A se confirmar a ida do ministro da Fazenda, Antonio Palocci, à Comissão de Assuntos Econômicos do Senado (CAE) na terça-feira, 22, o calendário da crise produzirá uma ironia: no dia seguinte, a Câmara, "condenada a cassar" o deputado José Dirceu, na versão do presidente Lula no Roda Viva, consumará o que o próprio acusado sabe ser inevitável. A ironia nem sequer será demasiado sutil: alguns dos "assuntos econômicos" sobre os quais Palocci se manifestará não dirão respeito propriamente às políticas da Fazenda, mas sim a determinados meios materiais de que o PT de José Dirceu se valeu, por tudo que já se sabe, para pavimentar a sua ascensão ao Planalto e nele permanecer ao menos até o término do almejado segundo mandato do presidente Lula. A denúncia de que três colaboradores do então prefeito de Ribeirão Preto - Rogério Buratti, Vladimir Poleto, que deverão depor hoje na CPI dos Bingos, e Ralf Barquete, falecido no ano passado - participaram do delivery dos supostos dólares de Cuba para a eleição de Lula lançou sobre Palocci uma luz ainda mais crua do que aquela acesa com a confissão de Buratti, ainda agora reafirmada, da existência de um enraizado esquema de cobrança de propina no chamado município-sede da Califórnia paulista. Mas não só as acusações mudaram para pior. O mesmo aconteceu, nos últimos tempos, com as relações entre governistas e oposicionistas, que se deterioraram dramaticamente devido a uma seqüência de situações azedas (a mais recente, a suspeita de grampeamento de telefones de adversários do PT).
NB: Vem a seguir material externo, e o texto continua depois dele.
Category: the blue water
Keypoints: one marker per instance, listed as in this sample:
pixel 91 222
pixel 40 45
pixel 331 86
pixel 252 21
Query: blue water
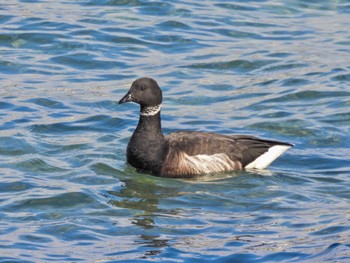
pixel 275 69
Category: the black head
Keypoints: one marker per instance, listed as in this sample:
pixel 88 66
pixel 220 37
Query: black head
pixel 144 91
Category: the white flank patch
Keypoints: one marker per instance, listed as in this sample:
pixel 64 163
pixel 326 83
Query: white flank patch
pixel 202 163
pixel 267 158
pixel 151 110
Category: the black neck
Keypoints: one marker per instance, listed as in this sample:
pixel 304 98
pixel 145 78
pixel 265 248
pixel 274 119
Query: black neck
pixel 150 126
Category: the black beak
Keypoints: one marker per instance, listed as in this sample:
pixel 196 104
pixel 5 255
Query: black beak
pixel 126 98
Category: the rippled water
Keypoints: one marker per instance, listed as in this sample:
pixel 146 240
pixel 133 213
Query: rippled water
pixel 276 69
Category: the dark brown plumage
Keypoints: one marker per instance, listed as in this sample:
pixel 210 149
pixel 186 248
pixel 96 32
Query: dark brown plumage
pixel 189 153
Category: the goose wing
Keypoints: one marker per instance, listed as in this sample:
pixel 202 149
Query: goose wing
pixel 194 153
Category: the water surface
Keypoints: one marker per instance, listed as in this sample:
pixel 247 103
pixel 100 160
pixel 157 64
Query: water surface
pixel 275 69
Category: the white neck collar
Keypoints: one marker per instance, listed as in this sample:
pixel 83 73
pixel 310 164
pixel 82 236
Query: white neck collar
pixel 151 110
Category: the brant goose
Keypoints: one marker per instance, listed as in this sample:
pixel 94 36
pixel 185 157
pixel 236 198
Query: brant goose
pixel 189 153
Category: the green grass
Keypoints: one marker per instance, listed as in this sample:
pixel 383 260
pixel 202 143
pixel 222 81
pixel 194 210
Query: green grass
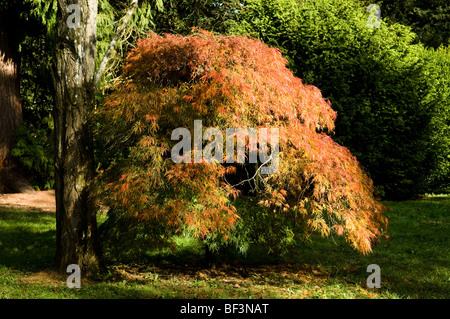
pixel 414 262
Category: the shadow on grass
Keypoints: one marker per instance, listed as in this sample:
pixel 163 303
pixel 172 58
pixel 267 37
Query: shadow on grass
pixel 27 239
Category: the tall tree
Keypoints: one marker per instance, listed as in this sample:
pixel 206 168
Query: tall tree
pixel 74 166
pixel 75 82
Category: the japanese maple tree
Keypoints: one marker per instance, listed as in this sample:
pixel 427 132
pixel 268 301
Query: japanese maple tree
pixel 230 82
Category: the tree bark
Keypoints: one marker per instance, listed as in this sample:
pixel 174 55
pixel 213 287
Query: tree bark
pixel 11 180
pixel 77 241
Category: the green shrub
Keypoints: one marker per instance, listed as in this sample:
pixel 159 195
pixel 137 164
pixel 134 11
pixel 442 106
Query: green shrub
pixel 381 84
pixel 34 150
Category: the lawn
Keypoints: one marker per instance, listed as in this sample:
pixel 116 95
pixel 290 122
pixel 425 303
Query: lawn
pixel 414 263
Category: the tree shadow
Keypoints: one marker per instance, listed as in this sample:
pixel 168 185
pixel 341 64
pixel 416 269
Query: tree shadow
pixel 27 240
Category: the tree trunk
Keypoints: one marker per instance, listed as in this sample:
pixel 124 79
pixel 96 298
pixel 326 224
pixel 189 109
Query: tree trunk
pixel 76 224
pixel 11 181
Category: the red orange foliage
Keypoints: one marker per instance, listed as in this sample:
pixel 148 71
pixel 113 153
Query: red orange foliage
pixel 229 81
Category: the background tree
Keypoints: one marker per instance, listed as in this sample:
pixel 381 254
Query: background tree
pixel 229 82
pixel 379 82
pixel 430 20
pixel 11 33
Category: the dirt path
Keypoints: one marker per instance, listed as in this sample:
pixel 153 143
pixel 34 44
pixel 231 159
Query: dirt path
pixel 41 200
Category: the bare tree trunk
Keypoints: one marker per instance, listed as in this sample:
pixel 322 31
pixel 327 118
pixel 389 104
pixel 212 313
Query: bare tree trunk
pixel 76 223
pixel 11 181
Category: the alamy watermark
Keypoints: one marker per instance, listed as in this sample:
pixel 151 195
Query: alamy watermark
pixel 213 151
pixel 74 280
pixel 374 280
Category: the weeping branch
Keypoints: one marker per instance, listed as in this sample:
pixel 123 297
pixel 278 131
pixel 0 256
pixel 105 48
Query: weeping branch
pixel 112 44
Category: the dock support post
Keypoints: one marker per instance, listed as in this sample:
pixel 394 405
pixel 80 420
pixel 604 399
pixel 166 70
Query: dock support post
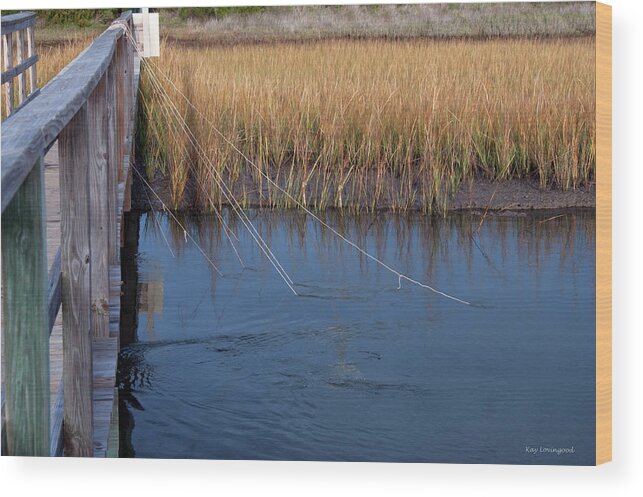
pixel 73 146
pixel 112 166
pixel 26 321
pixel 98 151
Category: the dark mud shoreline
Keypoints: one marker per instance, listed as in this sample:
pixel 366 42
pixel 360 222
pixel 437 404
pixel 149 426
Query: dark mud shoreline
pixel 477 195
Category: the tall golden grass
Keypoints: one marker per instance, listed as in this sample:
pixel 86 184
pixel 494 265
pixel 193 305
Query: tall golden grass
pixel 368 124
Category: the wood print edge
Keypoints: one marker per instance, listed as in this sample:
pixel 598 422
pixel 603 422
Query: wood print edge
pixel 603 233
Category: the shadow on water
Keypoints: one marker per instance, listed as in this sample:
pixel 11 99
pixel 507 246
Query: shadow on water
pixel 236 367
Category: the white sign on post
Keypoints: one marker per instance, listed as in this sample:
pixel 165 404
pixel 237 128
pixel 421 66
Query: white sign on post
pixel 146 31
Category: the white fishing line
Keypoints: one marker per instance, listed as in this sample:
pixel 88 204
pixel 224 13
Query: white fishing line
pixel 397 273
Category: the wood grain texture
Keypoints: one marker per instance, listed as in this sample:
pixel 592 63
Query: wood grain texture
pixel 76 285
pixel 25 331
pixel 22 66
pixel 112 157
pixel 14 22
pixel 7 63
pixel 20 58
pixel 54 290
pixel 97 149
pixel 29 132
pixel 31 52
pixel 603 233
pixel 121 104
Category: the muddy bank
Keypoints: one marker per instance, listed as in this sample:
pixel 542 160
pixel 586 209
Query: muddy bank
pixel 476 195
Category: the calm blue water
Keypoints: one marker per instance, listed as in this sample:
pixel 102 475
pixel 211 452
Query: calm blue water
pixel 353 369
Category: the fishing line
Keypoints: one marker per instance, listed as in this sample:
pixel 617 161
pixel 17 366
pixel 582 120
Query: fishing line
pixel 397 273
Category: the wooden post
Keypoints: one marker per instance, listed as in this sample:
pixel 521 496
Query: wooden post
pixel 25 319
pixel 73 150
pixel 121 104
pixel 112 167
pixel 20 57
pixel 7 56
pixel 31 50
pixel 97 147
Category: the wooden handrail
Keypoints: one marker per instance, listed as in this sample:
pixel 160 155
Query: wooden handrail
pixel 87 108
pixel 16 22
pixel 29 133
pixel 22 25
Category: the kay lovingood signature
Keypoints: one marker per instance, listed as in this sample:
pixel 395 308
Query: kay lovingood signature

Por último, mas não o menos importante, a oposição começa a se perguntar, embora em voz ainda baixa, até que ponto a exposição direta e pessoal de Palocci aos refletores da crise efetivamente representaria um risco inaceitável para o quadro econômico que ele, mais do que ninguém, aprumou e mantém aprumado. Em outras palavras, estaria se iniciando um período de transição do consenso de que preservar o ministro é razão de Estado, para a hipótese de que a economia poderá afinal prescindir do seu fiador perante os mercados - supondo, naturalmente, que o modelo seja mantido, uma suposição e tanto, considerando a oposição a Palocci no PT e a aproximação do ano reeleitoral. O provável acordo para o seu depoimento na CAE é um indicador da conjuntura.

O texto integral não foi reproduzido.